CANADA: 'Hydro Power is breaking our hearts'
brutus at u.com
Tue Jul 20 19:41:33 EST 2004
In <OZgLc.19075$Vw3.1079653 at news20.bellglobal.com>
On Tue, 20 Jul 2004 18:25:50 -0400, Ian St. John said about:
Re: CANADA: 'Hydro Power is breaking our hearts'
> Jeff Strickland wrote:
> > "Fresno Farms" <brutus at u.com> wrote in message
> > news:10fomt1ha98ufe1 at corp.supernews.com...
> >> People see "pretty" mountain reservoirs and don't think
> >> much about it. But building a reservoir results
> >> in 100% habitat destruction. Typically, reservoirs
> >> (to maximize water volume) are built on rare "flats" and
> >> meadow areas, which are extremely important biodiversity areas.
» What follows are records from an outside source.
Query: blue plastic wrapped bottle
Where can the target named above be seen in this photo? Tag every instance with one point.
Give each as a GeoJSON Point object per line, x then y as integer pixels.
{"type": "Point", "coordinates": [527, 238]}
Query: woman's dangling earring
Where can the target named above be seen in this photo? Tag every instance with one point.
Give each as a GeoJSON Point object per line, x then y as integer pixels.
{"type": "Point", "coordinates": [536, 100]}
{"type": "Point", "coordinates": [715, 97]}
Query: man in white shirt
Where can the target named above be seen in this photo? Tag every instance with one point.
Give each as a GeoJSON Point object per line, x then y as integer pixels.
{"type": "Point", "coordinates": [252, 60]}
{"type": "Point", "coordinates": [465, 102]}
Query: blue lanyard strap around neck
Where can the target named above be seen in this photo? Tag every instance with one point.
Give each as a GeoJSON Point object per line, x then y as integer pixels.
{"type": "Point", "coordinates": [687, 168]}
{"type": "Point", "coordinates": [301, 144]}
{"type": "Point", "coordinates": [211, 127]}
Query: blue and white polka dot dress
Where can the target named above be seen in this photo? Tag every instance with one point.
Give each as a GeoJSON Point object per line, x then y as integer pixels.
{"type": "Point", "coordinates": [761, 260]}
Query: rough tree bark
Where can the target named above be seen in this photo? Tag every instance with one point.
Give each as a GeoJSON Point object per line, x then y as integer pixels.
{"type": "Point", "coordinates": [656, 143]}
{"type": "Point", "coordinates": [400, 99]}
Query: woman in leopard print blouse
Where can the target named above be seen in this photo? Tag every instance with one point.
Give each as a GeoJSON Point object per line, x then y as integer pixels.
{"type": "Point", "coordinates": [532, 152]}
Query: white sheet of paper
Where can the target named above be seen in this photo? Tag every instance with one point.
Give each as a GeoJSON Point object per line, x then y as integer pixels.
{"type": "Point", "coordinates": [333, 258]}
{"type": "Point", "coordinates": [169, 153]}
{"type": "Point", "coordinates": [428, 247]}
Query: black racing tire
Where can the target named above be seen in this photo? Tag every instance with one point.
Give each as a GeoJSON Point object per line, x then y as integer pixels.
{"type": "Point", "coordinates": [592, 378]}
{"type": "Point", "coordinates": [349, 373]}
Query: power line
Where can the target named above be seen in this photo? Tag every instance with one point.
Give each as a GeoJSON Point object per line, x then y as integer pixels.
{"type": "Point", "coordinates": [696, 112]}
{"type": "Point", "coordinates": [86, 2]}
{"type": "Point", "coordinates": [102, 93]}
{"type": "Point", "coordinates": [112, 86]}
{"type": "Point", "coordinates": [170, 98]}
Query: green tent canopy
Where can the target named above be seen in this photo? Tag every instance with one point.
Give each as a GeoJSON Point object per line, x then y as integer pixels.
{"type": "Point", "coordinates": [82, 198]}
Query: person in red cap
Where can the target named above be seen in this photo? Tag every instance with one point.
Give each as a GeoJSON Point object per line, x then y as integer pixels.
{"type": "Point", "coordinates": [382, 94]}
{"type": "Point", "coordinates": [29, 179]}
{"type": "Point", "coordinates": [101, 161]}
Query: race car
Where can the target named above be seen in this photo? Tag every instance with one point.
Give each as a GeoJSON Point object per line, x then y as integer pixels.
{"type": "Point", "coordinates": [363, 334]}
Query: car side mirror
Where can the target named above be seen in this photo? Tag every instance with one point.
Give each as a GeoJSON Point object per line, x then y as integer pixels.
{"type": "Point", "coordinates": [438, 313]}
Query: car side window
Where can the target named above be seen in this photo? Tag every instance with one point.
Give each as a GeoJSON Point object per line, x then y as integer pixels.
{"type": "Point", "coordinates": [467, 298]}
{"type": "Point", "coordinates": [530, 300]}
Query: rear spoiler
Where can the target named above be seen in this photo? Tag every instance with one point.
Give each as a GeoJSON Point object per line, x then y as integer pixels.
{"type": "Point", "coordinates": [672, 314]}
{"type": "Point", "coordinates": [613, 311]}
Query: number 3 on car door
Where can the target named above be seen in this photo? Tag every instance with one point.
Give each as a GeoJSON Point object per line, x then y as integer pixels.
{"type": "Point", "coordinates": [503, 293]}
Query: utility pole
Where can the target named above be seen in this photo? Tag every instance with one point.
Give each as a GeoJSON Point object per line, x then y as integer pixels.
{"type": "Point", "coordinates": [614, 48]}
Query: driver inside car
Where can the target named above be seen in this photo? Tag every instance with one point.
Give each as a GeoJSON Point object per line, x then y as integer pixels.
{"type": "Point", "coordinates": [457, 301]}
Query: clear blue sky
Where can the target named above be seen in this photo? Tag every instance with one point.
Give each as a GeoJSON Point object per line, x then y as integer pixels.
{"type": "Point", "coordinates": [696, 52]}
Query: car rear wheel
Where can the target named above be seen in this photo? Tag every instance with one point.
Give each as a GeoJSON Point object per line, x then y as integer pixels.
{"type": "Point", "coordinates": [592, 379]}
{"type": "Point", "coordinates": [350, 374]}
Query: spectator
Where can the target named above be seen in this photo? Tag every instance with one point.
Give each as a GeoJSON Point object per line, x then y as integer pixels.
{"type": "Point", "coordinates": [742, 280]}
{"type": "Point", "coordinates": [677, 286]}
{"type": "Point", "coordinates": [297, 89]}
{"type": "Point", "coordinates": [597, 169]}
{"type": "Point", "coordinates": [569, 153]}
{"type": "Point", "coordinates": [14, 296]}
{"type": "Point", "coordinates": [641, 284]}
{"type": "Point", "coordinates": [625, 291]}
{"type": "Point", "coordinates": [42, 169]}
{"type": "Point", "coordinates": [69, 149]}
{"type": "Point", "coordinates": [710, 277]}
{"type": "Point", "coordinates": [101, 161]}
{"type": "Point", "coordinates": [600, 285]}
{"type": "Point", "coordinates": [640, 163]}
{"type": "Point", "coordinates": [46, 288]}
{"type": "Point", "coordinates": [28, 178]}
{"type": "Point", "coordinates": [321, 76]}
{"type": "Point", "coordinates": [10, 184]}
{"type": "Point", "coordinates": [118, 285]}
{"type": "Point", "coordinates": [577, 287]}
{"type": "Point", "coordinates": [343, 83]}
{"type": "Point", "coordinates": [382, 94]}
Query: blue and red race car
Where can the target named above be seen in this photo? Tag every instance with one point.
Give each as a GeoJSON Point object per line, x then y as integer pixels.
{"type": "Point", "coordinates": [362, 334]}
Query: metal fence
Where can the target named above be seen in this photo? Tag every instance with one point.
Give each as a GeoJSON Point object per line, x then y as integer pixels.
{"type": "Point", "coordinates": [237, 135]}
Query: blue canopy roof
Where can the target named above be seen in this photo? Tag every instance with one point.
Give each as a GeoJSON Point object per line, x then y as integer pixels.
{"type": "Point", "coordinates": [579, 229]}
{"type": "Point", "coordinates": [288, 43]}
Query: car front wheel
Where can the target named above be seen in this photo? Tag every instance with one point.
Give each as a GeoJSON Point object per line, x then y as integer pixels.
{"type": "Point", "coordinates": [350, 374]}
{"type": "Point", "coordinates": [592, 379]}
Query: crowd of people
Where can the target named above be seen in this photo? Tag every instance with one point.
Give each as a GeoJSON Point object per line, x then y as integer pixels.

> >> Thus due to the rare topography, reservoirs are often
> >> located on critical migration routs (deer and such) and
> >> (say,) fawning areas. Deer drowning mortality rates alone
> >> can be high enough to wipe out a deer population within
> >> a few years. And of course, no more timber, into the
> >> foreseeable foture.
> > Deer drowning!? We have a new reservior in our area, it was built
> > similiarly to the scenario you suggested, flat land surrounded by
> > hills. I have to take exception to your assertion that deer drown as
> > a result. We haven't got deer around here, but it took YEARS to fill
> > the reservior, certainly the deer would have migrated away long
> > before they were required to learn to swim. Not only did it take
> > years to fill, it took a decade to build. Surely the deer (if there
> > were any) would have moved on long before they drown.
> I believe he is referring to flood release that raises river level rapidly
> and can drown animals crossing the river at the time. There was a major
> incident with migrating caribou a while back.
Good guess. That may be a problem in Canada.
But, no I'm talking about ~10% of
the mule deer drowning attempting to swim the reservoir,
twice a year. This according to a local (Fresno area)
EIS. Spillway elev 5713. A 1000 acre (small) reservoir
with a 300-foot tall dam.
It's smack dab on a major migration corridor. AND
population center, AND fawning area. And Fish & Wildlife
say the population is already too low, way down.